Imagine being 10 (you can pick any young age) and living in a highly dysfunctional family. You feel fear, hurt, abandonment, anger, etc. How do you cope? You cannot run away (flight) and you cannot fight. How do you manage the intense emotions that beset you almost daily? Most food addicts find their escape in food. They discover that comfort food eases the pain and takes them away from the painful reality that cannot be handled any other way. Their drug of choice becomes comfort food. This is how a food addict is born. 

 

In a real sense the food addict, who is too young for fight or flight learns to use food to freeze.

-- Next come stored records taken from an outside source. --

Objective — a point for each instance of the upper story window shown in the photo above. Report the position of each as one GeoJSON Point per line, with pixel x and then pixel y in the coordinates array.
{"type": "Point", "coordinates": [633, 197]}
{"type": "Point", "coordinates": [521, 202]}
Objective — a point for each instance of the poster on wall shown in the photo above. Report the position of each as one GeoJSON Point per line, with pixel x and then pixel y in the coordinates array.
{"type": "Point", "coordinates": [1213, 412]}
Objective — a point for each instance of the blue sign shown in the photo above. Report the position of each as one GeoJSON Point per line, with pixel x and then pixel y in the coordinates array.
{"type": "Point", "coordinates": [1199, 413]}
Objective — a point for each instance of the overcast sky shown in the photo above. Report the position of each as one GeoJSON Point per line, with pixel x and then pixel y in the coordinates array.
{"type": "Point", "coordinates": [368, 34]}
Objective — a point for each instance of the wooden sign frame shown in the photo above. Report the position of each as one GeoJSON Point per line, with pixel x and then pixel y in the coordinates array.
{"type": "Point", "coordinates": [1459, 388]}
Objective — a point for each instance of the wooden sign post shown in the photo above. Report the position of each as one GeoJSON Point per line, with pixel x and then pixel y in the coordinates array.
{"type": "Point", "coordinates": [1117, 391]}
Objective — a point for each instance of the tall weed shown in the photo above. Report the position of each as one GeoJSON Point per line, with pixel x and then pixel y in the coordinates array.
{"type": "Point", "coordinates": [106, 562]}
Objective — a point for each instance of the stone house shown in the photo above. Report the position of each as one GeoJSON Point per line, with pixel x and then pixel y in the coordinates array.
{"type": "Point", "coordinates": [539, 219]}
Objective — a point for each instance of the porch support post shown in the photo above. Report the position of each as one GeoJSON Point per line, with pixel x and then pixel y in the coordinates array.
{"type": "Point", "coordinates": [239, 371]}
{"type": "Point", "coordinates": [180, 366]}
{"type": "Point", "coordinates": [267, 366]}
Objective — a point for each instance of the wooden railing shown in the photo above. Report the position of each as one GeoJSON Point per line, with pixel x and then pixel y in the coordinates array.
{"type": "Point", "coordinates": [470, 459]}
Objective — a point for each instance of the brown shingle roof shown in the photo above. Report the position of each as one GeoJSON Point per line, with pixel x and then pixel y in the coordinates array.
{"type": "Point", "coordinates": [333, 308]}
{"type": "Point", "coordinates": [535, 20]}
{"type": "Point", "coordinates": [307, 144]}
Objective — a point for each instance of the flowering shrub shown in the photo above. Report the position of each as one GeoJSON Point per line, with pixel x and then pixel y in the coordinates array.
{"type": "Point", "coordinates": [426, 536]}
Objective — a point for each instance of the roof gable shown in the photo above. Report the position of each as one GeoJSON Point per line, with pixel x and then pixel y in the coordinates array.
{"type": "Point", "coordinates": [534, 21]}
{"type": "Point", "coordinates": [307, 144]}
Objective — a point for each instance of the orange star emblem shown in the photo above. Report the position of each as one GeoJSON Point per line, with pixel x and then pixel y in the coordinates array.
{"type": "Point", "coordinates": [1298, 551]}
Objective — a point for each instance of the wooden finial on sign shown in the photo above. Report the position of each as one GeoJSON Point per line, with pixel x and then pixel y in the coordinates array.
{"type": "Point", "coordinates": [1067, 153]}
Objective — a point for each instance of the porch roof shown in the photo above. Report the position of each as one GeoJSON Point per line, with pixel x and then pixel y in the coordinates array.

The food addict, as a child, freezes her emotions with comfort food in order to survive and to cope. This technique, actually rather creative and adaptive, works in the sense that it makes survival possible. However a great but initially unknown price is paid. Not only does that individual become addicted to certain kinds of food but she also becomes frozen in her maturation process. If she becomes a food addict at 10 then her emotional approach to life will be deeply influenced by this context until and unless she enters recovery. Simply losing weight will not solve this problem.

 

Question: Is any child (from 3 to 19) truly capable of facing and productively managing his/her life?

 

Question: What sort of reactions to life’s stresses will this individual have?

 

Questions: What will occur when this individual (who is far younger internally than her years) attempts to stop using her drug of choice (comfort food)? What chance of success will she have if she is only 10 emotionally?

 

Question: How can any food addict lose weight and keep if off if she or he does not know this information and have help dealing with it?

 

 

Question: Why is it impossible to solve this problem by simply losing weight? 

 

Because losing weight does not cause emotional maturity. A brief encounter with will power (to drop a few or many pounds) is no replacement or compensation for lost emotional maturity. Once deprived of her drug of choice the addict has no buffer from the harsh stresses of life. Unless she finds support, guidance and growth in a recovery process she will almost always revert back to her addiction and re-gain all of the weight she lost.

 

The task for most food addicts is to identify their internal level of maturity and then engage in a meaningful process of support and recovery in order to grow-up in the best sense of that term. An awareness of this reality makes the recovery process easier and greatly increases the addict’s possibility of success.

 

Questions for serious exploration:

 

1- When (what age) did you begin to use comfort food as a drug of choice in order to survive a difficult childhood?

 

2- How does your current internal maturation age affect your ability to face and manage your life?

 

3- Can you identify the child-like attitudes that have carried over from your youth? How do they affect your life today (relationships, work, friendships, self-expression, etc.)?

 

4- In what areas do you want/need to grow up?

 

GOOD NEWS: It does not take one year of growth to make up for one year of immaturity. If you are 15 years behind you don’t need 15 years of inner work to grow up. You can make tremendous progress in a comparably brief amount of time IF you make a deep commitment to your growing up process.